My long-term career goal is to develop an independent research program in an academic environment. As an educator I want transfer my enthusiasm, perseverance, and training to help build the next generation of scientists.

 

Cohort 4

Azeez Aranmolate
Department of Microbiology, Immunology & Molecular Genetics
2018 IRACDA Cohort

Current position: Senior Regulatory Medical Writer at KITE Pharma

I received my Bachelor’s degree in Biology (2006) and Master’s degree in Molecular & Cellular Biology (2008) from Brandeis University. I have worked in both pharmaceutical and biotechnology industry. I also obtained my PhD in Molecular & Cellular Biology (2017) from Stony Brook University. My PhD research focus was in the field of Neuroscience (glial development and degeneration), where I determined a new role for the protein, Dystrophin, in myelination of the Central Nervous System and helped identify a potential cause for Duchenne Muscular Dystrophy (DMD)-associated brain defects. In addition to my passion for science, I also enjoy beaches, riding motorcycles, fitness, trying new foods and traveling with friends. Lastly, as a Postdoctoral Scholar in the Department of Microbiology, Immunology & Molecular Genetics at UCLA, I am currently studying mechanisms of infection between Trichomonas vaginalis (Tv) and human host cells in-vitro and in-vivo.

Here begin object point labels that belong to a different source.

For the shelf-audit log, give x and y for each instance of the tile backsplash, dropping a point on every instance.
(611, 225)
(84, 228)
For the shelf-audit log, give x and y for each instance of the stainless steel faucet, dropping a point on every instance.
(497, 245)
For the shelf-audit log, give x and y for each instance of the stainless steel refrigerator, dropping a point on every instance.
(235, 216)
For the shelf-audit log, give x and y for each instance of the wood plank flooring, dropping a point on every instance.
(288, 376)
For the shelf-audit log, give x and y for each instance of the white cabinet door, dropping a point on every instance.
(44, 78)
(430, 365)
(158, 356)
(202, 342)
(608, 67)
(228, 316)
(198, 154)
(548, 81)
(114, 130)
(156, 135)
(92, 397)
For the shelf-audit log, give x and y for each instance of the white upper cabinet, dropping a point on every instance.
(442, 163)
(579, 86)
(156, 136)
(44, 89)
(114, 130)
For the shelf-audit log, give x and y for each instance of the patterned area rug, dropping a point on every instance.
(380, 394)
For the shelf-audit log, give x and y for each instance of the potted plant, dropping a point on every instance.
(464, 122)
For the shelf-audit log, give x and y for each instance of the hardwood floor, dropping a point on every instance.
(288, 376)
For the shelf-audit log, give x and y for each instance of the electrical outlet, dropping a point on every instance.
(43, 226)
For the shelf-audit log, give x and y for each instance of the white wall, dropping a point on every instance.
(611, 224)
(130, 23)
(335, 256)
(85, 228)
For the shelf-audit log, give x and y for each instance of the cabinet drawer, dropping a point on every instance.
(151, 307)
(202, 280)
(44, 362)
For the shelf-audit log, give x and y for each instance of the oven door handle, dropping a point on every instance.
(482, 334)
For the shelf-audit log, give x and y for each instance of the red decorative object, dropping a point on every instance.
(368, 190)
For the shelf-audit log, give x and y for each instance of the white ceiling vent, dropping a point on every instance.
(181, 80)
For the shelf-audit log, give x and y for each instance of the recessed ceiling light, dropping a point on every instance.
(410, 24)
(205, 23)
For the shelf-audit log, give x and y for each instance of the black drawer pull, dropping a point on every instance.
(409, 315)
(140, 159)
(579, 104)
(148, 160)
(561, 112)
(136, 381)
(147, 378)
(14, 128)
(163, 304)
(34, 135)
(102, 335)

So far, my career has been an amalgamation of numerous STEM related experiences. Accordingly, in addition to my academic life, I have also managed to work in both pharmaceutical and biotechnology industries. Consequently, due to the multifaceted nature of my experiences, my ideal career will combine my passion for scientific research, mentoring and teaching. Therefore, regardless of which path I take in the future (i.e. academia, government or industry), I plan to continue inspiring younger scientists to overcome higher education barriers and improve their community through STEM research & mentorship.

Jesse Bateman
Institute of the Environment and Sustainability
2018 IRACDA Cohort

Current position: Assistant Professor at State University of New York College at Cortland

I grew up in rural New York. Years spent scrambling over rocks and rooting through leaves looking for salamanders fostered in me a deep love for the natural world and a curiosity about the processes that shape it. For college, I traveled to the rocky coasts of New England to pursue a degree in Geology–Biology at Brown University. At Brown I worked in a terrestrial biogeochemistry lab exploring plant–soil interactions, focusing particularly on seedling uptake of the plant-important nutrient phosphorus. I earned my PhD from Stanford University’s Earth System Science Department working with Dr. Peter Vitousek. In my doctoral work I investigated climatic controls on soil development and nutrient cycling in ecosystems. Currently I am a postdoctoral scholar working with Dr. Aradhna Tripati in the Institute of the Environment and Sustainability. Dr. Tripati’s lab specializes in applying isotopic methods to understanding paleoclimates. I use my background in terrestrial ecosystems to investigate climatic controls on biological communities. For this work, I use a combination of isotopic climate proxies, paleopollen records, and geomorphological studies. In addition to my scientific pursuits, I volunteer with the Center for Diverse Leadership in Science focusing on scientific outreach in the broader Los Angeles community.

I aim to pay forward the support and encouragement that I received from my teachers and mentors over the years. To achieve this, I want to become a professor at an institution where I can support undergraduate and graduate education, and provide students from underrepresented groups in STEM with opportunities to pursue scientific research.